[Web-SIG] WSGI - alternative ideas

Phillip J. Eby pje at telecommunity.com
Mon Aug 16 17:30:32 CEST 2004


At 10:13 AM 8/16/04 +0200, Paul Boddie wrote:

>The problem with (or rather the problem avoided by) WSGI is that it
>doesn't
>provide any coherency for people writing applications or higher-level
>frameworks - by the latter, I'm talking about things which do form
>handling
>and templating - you still have to choose your favourite framework and
>then
>hope that the tricks you've employed will work on WSGI. This means that
>newcomers still have to stare down that recently pruned list on the
>WebProgramming page [2].

Well, at least it doesn't *add* a new choice to that list.  ;)

It *does*, however, create an environment that allows for "non-framework" 
frameworks, since middleware components can add arbitrary data and service 
objects to the 'environ'.  (And, there's also nothing stopping components 
from being distributed as non-middleware functions or objects that one 
supplies the 'environ' to, in order to obtain data or do things.)

So, even though WSGI itself doesn't provide a higher-level API, its 
existence and popularity should eventually allow users to choose framework 
services on a piece-by-piece rather than framework-at-a-time basis.

But, we won't get there if WSGI doesn't get implemented in web servers, and 
it won't be attractive for server authors unless there's a "market" for 
WSGI web servers.  And there won't be a significant market for them unless 
existing software, under existing frameworks, can run on WSGI.

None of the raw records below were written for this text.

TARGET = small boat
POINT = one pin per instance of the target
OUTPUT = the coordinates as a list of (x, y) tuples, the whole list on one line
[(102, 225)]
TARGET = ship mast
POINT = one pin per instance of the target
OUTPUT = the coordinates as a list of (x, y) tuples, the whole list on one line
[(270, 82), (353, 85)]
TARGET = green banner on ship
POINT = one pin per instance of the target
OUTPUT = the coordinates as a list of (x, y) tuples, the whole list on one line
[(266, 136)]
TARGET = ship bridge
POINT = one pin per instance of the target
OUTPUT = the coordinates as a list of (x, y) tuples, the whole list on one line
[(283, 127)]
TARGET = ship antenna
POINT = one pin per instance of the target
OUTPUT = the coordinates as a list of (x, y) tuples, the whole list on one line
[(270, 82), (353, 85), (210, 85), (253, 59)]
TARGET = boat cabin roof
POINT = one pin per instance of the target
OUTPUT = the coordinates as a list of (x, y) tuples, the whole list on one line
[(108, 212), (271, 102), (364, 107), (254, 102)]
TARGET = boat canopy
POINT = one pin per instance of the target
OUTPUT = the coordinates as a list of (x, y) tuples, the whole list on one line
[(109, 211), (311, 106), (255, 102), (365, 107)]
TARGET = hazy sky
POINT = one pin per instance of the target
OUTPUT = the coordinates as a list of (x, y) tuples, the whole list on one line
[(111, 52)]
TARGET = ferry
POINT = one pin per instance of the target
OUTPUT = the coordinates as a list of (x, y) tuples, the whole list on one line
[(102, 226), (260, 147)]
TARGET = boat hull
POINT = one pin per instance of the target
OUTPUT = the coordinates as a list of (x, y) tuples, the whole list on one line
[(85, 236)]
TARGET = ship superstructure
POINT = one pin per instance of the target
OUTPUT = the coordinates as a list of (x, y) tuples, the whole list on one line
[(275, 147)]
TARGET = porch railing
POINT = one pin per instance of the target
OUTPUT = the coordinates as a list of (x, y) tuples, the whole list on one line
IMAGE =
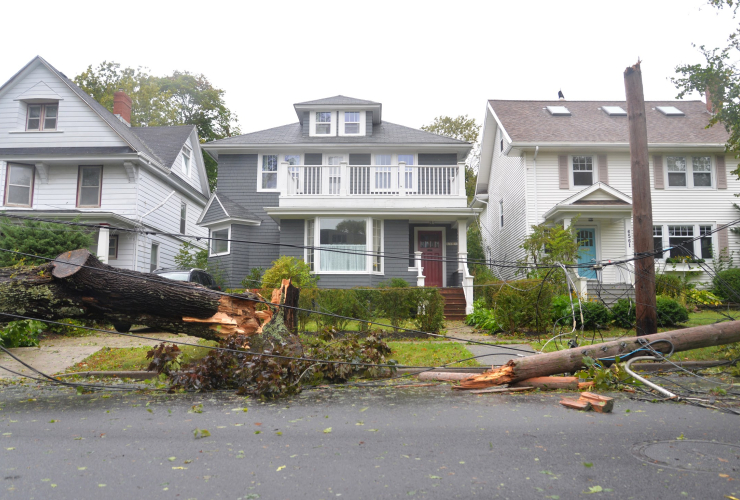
[(375, 180)]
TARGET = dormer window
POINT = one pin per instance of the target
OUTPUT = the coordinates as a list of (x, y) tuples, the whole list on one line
[(42, 117), (323, 123), (351, 122)]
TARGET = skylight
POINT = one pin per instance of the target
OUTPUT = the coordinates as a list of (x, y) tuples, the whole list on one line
[(558, 111), (614, 110), (670, 111)]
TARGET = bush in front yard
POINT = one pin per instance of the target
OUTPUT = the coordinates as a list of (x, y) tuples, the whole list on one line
[(725, 282), (670, 312)]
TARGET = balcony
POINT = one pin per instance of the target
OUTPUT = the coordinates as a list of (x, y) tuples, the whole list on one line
[(438, 185)]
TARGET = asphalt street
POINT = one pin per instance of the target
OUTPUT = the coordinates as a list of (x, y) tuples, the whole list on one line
[(358, 443)]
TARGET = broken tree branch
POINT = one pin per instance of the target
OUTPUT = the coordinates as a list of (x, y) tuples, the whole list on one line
[(571, 360)]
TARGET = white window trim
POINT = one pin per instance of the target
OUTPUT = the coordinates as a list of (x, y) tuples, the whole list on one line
[(213, 229), (368, 247), (187, 153), (594, 171), (697, 243), (690, 172), (260, 189), (312, 123), (343, 133)]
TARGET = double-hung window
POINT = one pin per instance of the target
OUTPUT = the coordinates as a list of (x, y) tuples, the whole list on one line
[(220, 241), (346, 245), (583, 170), (323, 123), (42, 117), (89, 185), (689, 171), (186, 160), (183, 216), (268, 172), (351, 122), (680, 239), (19, 185)]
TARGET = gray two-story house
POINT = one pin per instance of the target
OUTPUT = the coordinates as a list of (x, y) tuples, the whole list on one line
[(360, 199)]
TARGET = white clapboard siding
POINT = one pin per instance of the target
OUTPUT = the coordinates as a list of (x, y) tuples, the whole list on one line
[(78, 125), (194, 178)]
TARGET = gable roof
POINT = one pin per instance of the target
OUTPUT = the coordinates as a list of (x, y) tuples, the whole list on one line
[(165, 142), (337, 100), (530, 122), (383, 133)]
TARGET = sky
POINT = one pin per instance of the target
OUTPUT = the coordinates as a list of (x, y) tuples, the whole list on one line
[(419, 59)]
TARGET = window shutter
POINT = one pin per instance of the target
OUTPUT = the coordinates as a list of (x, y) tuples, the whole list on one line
[(603, 169), (721, 172), (659, 178), (723, 241), (563, 171)]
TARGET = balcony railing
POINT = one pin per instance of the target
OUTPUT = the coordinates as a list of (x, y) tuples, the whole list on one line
[(375, 180)]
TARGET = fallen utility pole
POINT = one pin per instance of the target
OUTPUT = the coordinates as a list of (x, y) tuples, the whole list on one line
[(642, 206), (570, 360), (76, 285)]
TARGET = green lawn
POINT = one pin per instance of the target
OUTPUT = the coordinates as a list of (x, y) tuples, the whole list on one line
[(695, 319), (406, 353)]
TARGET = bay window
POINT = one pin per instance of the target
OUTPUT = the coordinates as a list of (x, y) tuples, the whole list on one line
[(19, 185), (346, 245), (89, 185)]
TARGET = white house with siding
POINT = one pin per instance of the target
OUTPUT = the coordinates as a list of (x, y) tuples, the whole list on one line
[(568, 162), (65, 156)]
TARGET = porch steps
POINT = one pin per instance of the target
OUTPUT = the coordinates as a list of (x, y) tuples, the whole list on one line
[(610, 293), (454, 303)]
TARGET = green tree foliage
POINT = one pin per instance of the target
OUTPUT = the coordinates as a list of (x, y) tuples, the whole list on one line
[(44, 239), (718, 74), (182, 98), (548, 245), (464, 129)]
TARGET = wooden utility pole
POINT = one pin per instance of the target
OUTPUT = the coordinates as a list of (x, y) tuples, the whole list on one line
[(642, 205)]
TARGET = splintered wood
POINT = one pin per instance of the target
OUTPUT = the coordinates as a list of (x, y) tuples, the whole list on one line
[(589, 401)]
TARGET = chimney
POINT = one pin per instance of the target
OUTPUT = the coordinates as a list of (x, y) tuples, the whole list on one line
[(122, 106), (708, 98)]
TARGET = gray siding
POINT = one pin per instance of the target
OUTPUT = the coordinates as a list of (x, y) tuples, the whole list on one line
[(215, 212), (437, 159), (237, 179)]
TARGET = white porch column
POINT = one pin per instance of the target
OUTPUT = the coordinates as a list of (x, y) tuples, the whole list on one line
[(343, 178), (419, 276), (103, 242)]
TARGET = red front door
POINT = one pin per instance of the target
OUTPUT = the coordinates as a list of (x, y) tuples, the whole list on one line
[(430, 246)]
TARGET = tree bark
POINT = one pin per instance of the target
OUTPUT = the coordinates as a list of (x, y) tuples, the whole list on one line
[(77, 285), (570, 360)]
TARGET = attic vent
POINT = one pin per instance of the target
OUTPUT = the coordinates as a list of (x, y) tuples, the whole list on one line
[(558, 111), (614, 110), (670, 111)]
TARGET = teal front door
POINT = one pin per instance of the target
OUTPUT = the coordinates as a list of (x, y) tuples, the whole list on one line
[(586, 238)]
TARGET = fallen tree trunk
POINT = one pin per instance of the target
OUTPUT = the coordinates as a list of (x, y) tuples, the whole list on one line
[(77, 285), (570, 360)]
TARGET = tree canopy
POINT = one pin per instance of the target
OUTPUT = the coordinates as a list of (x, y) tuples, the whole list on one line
[(182, 98), (464, 129), (718, 78)]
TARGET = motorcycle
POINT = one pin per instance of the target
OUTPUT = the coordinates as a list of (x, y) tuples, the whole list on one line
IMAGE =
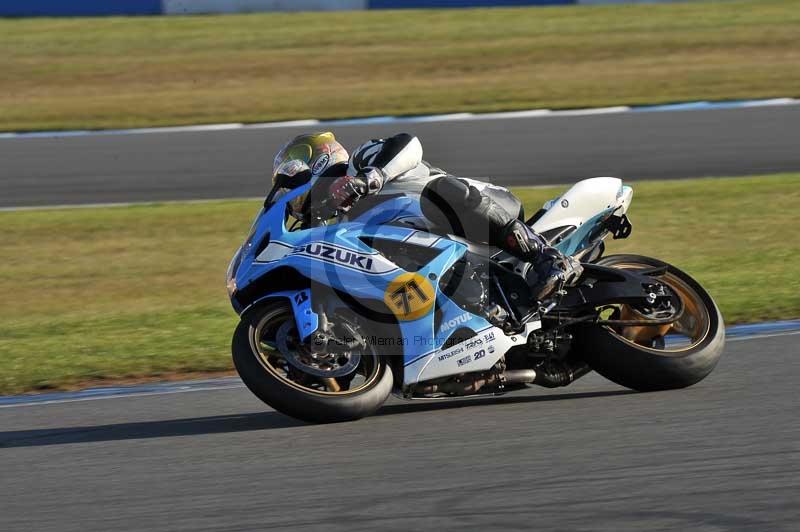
[(339, 313)]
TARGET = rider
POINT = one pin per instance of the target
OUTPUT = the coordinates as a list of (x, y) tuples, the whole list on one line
[(471, 209)]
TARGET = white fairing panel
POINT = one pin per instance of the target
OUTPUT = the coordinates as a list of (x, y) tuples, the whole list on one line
[(584, 200), (479, 353)]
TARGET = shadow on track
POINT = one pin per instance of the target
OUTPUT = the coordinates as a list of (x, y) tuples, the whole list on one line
[(426, 405), (242, 423)]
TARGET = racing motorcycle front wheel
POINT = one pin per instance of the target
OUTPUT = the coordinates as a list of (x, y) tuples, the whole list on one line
[(660, 356), (293, 379)]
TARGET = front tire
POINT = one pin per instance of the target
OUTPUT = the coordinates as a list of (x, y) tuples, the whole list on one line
[(290, 391), (641, 358)]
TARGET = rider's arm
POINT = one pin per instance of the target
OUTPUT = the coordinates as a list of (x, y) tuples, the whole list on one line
[(379, 161)]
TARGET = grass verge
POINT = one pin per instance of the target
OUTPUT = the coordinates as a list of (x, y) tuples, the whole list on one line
[(129, 72), (138, 292)]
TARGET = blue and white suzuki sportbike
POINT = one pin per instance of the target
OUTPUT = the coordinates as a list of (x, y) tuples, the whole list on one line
[(337, 315)]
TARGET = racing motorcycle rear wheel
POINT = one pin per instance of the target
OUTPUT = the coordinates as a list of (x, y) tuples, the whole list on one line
[(660, 356), (314, 387)]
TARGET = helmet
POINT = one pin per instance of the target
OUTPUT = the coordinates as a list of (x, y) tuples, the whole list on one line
[(302, 158)]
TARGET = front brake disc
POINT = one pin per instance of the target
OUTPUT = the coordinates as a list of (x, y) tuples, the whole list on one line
[(300, 356)]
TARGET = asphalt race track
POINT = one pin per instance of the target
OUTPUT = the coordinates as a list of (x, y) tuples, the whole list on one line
[(723, 455), (514, 151)]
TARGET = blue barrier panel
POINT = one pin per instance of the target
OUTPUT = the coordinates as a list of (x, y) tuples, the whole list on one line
[(399, 4), (78, 8)]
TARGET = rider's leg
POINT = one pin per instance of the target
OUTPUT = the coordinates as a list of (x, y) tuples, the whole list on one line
[(451, 202)]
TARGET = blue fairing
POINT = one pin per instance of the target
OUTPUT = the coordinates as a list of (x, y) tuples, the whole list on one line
[(337, 256)]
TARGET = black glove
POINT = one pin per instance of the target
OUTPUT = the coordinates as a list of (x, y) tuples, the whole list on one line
[(519, 240), (345, 191)]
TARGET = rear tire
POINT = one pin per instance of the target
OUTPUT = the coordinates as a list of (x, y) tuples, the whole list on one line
[(293, 400), (644, 368)]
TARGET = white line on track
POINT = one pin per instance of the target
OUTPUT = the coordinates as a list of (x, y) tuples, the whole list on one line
[(686, 106), (188, 386)]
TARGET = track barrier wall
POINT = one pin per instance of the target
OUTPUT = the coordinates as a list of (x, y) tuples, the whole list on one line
[(77, 8)]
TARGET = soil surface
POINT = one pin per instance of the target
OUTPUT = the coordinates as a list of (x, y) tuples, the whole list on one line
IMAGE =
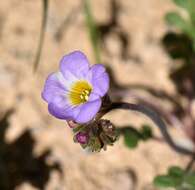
[(37, 150)]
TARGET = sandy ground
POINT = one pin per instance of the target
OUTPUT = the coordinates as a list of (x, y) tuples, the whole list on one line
[(146, 63)]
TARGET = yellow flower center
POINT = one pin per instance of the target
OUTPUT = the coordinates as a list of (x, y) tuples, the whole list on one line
[(80, 92)]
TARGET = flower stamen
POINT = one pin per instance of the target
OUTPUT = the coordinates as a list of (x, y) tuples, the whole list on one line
[(80, 92)]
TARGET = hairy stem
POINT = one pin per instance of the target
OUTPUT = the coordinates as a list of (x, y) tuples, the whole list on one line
[(42, 34), (155, 118)]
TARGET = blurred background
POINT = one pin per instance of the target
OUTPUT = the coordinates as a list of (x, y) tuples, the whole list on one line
[(132, 39)]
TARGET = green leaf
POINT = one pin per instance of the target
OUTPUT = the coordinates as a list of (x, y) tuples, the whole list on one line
[(131, 139), (181, 3), (175, 171), (190, 179), (166, 181)]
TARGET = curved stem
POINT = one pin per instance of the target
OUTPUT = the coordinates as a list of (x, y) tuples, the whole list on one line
[(42, 34), (155, 118)]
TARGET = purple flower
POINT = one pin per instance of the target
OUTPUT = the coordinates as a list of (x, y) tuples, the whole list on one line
[(75, 92)]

Anyway, once WSGI middleware components are popular, there's then a market 
for framework authors to allow WSGI components to be plugged in *below* 
their frameworks, e.g. as objects in a Zope "folder", as Webware 
"resources", etc.  Once this happens, I expect some framework authors may 
see the value in refactoring their framework as a collection of WSGI 
middleware components...  at which point frameworks disappear, and 
components reign supreme.  Ultimate choice and flexibility now belongs to 
the user, and we all live happily ever after in the land of happy happy web 
programmers, or something like that.

That is a *long* way off, however.  The reality today is that nothing is 
going to change without a clear win for the framework authors whose 
frameworks own the bulk of the market share in Python web 
applications.  Trying to directly create a new, competing API is quite 
simply an attack on their investment, and it's not going to get us 
anywhere.  At the least, such a new API doesn't do anything positive for 
them.  In principle, WSGI will let their apps run on more servers, and is 
simple enough for server and framework authors to try it out as an experiment.